Under the previous Companies, Act, 1956 (sections 391-394) it was possible for a foreign company to merge with an Indian company, but an Indian company could not be merged with a foreign company. This was intended to ensure that the company that continues after the merger is an Indian company over which the Indian regulatory authorities continue to exercise control. This position was also accepted by the courts (see Andhra Pradesh High Court in re Moschip Semiconductor Limited).
Under the Companies Act, 2013, however, section 234 allows cross-border mergers both ways, subject to the fulfillment of certain conditions. This is intended to provide additional stimulus to cross-border mergers. However, it was only last week that section 234 was notified, with effect from April 13, 2017. The Indian legal regime hence recognises mergers of Indian companies into foreign companies, which were hitherto impermissible.
The Ministry of Corporate Affairs (MCA) has also amended the Companies (Compromises, Arrangements and Amalgamations) Rules, 2017 (the “Rules”) and inserted rule 25A that deals with cross-border mergers. Apart from expressly recognizing cross-border mergers in both directions, the Rules explicitly require the approval of the Reserve Bank of India (RBI) for such a cross-border merger. This is understandable given the foreign exchange implications involved in such a transaction.

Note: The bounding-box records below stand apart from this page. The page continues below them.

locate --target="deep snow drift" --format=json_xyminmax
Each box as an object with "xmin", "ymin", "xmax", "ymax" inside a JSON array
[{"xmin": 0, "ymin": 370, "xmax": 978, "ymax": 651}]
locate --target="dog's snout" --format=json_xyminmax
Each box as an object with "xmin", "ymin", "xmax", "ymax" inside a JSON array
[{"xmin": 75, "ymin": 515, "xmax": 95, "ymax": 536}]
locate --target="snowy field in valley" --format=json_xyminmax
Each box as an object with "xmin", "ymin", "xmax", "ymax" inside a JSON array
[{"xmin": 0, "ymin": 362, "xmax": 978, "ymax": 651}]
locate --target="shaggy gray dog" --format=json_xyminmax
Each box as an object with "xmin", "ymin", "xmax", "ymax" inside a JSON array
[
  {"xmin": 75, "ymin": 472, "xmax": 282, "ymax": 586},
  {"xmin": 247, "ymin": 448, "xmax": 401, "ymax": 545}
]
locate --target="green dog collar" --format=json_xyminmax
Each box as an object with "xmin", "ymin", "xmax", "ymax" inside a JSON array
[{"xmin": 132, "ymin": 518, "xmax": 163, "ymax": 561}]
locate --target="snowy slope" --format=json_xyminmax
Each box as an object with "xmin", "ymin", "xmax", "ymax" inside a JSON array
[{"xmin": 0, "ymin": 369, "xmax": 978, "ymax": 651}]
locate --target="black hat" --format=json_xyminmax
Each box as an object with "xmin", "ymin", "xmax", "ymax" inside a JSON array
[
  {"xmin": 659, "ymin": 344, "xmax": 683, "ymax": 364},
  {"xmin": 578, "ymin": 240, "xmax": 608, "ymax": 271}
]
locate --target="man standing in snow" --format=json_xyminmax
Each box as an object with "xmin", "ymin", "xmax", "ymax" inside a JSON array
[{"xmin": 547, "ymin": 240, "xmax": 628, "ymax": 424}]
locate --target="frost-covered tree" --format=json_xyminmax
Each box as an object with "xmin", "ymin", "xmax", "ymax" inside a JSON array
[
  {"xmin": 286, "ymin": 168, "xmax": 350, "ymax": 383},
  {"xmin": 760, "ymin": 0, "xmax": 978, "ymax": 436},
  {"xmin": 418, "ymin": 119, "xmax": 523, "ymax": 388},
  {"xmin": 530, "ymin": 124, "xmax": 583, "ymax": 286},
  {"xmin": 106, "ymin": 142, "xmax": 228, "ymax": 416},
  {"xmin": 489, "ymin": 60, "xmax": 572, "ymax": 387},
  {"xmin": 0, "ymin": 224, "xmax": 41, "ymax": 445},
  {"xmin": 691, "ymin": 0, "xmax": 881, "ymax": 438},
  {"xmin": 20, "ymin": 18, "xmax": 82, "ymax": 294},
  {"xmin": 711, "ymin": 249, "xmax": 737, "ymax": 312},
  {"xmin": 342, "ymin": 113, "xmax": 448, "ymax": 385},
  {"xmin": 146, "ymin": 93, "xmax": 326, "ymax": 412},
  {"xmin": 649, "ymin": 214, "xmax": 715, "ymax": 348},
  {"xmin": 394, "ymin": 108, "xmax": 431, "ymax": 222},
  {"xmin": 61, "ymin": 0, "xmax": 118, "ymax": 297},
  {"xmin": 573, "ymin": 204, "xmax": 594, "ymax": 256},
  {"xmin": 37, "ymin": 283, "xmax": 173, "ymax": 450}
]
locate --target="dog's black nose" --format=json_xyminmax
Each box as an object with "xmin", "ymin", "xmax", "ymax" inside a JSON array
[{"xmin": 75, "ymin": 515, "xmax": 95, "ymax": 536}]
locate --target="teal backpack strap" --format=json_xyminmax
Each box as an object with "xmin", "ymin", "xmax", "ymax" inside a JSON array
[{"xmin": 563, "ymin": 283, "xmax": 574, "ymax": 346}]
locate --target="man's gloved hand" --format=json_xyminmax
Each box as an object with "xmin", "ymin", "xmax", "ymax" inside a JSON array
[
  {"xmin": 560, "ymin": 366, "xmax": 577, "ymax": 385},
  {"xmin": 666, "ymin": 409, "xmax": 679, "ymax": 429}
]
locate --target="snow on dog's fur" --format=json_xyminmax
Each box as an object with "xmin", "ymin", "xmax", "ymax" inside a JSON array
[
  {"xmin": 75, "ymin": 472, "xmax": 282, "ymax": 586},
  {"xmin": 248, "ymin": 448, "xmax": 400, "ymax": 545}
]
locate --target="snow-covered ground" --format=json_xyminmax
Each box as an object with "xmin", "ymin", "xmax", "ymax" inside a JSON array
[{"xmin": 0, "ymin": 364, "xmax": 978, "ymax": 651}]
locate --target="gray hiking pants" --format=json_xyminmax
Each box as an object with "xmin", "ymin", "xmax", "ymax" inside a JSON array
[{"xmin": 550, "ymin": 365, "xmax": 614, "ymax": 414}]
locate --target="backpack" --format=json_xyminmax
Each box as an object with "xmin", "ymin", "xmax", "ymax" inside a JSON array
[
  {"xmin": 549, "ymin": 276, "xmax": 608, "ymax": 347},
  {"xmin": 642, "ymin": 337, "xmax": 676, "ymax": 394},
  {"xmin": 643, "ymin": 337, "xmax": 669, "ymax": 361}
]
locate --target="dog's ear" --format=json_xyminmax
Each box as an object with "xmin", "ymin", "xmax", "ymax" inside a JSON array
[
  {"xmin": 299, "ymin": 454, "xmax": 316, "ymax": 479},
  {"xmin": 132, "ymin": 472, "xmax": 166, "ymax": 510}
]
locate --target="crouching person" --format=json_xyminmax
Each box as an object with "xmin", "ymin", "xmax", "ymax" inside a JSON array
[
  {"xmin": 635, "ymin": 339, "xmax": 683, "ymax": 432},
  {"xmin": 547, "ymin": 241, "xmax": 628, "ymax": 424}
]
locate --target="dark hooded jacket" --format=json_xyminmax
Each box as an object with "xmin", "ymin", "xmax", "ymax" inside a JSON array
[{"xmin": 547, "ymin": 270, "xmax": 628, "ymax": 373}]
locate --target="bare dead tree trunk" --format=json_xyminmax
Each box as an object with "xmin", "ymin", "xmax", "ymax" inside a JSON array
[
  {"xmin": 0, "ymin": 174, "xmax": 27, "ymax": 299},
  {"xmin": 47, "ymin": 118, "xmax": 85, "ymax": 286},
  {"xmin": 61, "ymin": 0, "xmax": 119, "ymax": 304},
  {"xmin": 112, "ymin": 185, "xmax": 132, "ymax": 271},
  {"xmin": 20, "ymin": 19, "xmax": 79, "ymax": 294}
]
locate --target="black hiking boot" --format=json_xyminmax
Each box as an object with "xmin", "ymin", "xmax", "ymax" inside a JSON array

It goes without saying that valuation will be an important consideration in this regard, and hence the Rules set out the requirements of obtaining valuation reports and the principles to be applied regarding the same. It is only thereafter that the National Company Law Tribunal will consider the application to give effect to the merger.
Importantly, Indian companies can only merge with foreign companies in certain specified jurisdictions. These are (i) jurisdictions whose securities regulator is a member of IOSCO or has a bilateral memorandum of understanding with SEBI, (ii) those whose central bank is a member of the Bank for International Settlements (BIS), and (iii) those who have not been identified in the public statement of the FATF as regards certain specified matters. These details are contained in Annexure B of the Rules.
The notification of section 234 marks an important step, and will certainly provide greater flexibility towards cross-border M&A and restructuring. However, as noted in this column in BloombergQuint, several other matters such as taxation must fall in place before one can expect a market for cross-border mergers to develop.